AP PHOTO - Iowa State quarterback Brock Purdy (15) throws a pass during Saturday’s college football game against Oklahoma State in Stillwater, Okla.

The No. 24 Iowa State Cyclones were presented with a chance to take charge of the Big 12’s race for the conference championship game Saturday afternoon in Stillwater, Okla., against the No. 6 Oklahoma State Cowboys.

The Cyclones (3-2, 3-1 Big 12) instead fell flat and now face an uphill battle to make the title game after a 24-21 loss in which offensive production was boiled down to two big Breece Hall runs.

PURDY, PASSING GAME FALLS FLAT

Apart from an 11-yard touchdown run in the first quarter, it wasn’t a strong performance from Iowa State’s star quarterback.

Brock Purdy threw for 162 yards on 34 attempts, completing 19 passes and throwing a touchdown and an interception. It wasn’t until late in the first half that Purdy broke double-digit positive yards through the air, as the entire offense struggled to get going against a much-improved Cowboys defense. Charlie Kolar was limited to four receptions for 50 yards and didn’t sniff the end zone. The only passing touchdown came late in the fourth quarter, with the Cyclones in desperation mode. A 20-yard touchdown pass from Purdy to Xavier Hutchinson was the team’s only meaningful play through the air.

Head coach Matt Campbell said the passing game lacked efficiency in the catching aspect, but also gave props to the OSU secondary.

“Well, you got to catch it, throwing the ball, you have to be able to catch it and we didn’t do that a couple times,” Campbell said. “So that was one issue. And then the second issue is, you got to give those guys credit. I mean that’s a veteran secondary. Of the five secondary players, four of them are juniors and seniors and they’ve played a ton of football.”

Purdy and the Iowa State receivers have been up-and-down all season long, and have yet to hit a stretch of consistent form. A steady diet of breakout star Breece Hall (20 carries, 185 yards and one touchdown) has been the only constant. It’s a team running out to time to figure out its inconsistencies.

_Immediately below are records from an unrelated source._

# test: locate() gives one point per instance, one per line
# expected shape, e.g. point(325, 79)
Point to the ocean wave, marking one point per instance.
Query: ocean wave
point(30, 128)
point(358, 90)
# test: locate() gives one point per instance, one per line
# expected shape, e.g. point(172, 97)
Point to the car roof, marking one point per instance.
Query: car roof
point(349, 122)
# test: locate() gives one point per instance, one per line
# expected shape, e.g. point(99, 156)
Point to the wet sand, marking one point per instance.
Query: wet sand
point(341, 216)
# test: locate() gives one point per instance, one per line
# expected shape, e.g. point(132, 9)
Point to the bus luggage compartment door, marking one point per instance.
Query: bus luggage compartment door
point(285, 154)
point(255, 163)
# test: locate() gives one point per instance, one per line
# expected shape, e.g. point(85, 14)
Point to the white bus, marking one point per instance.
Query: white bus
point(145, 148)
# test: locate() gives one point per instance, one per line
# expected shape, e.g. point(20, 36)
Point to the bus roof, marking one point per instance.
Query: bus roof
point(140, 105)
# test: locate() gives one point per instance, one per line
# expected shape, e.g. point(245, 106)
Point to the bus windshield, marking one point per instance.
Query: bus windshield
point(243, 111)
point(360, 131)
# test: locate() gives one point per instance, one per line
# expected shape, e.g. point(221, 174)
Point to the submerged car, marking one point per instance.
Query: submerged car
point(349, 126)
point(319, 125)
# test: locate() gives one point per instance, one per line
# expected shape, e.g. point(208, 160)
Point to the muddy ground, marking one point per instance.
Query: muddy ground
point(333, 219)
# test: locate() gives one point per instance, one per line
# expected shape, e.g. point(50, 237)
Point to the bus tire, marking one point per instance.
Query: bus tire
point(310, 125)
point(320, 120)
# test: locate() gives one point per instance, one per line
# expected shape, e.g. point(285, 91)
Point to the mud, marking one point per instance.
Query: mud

SPECIAL TEAMS ERRORS AND DEFENSIVE LAPSES

Anytime a game decided by three points involves a missed field goal from the losing team, it’s going to be a topic of conversation.

Iowa State has normally have a strong kicker in Connor Assalley, a former walk-on who won the starting job in 2018 and has held onto it with increasingly positive results. Coming into the Oklahoma State game, Assalley was five-for-six on field goal attempts.

Against the Cowboys, Assalley went 0-for-2 with misses from 48 and 33 yards. For an offense that was struggling to create scoring opportunities, it was particularly damaging.

Campbell said a missed field goal after Breece Hall’s 70-yard run changed the course of the game.

“Yeah, that was huge. I think that was if you talk about a difference in the game, I think that was one of those moments where it drastically alters the game,” Campbell said. ” Obviously, we know it was 24-21. So, not getting any points there obviously becomes a difference in the game.”

But it wasn’t just Assalley’s missed kicks. The Cyclones had ample opportunity to tackle junior running back Chuba Hubbard on his 32-yard touchdown run in the second quarter, and allowed 76 receiving yards to NFL prospect Tylan Wallace.

Defensive lapses have caused the Cyclones major issues in their losses, and Campbell said it’s something the team will have to iron out before the coming big games.

“And I think we’re we have to iron out our team, if we want to become our best is we got to get rid of the lulls and we had them in every phase of the game today,” Campbell said. “And unfortunately, those lulls caught us.”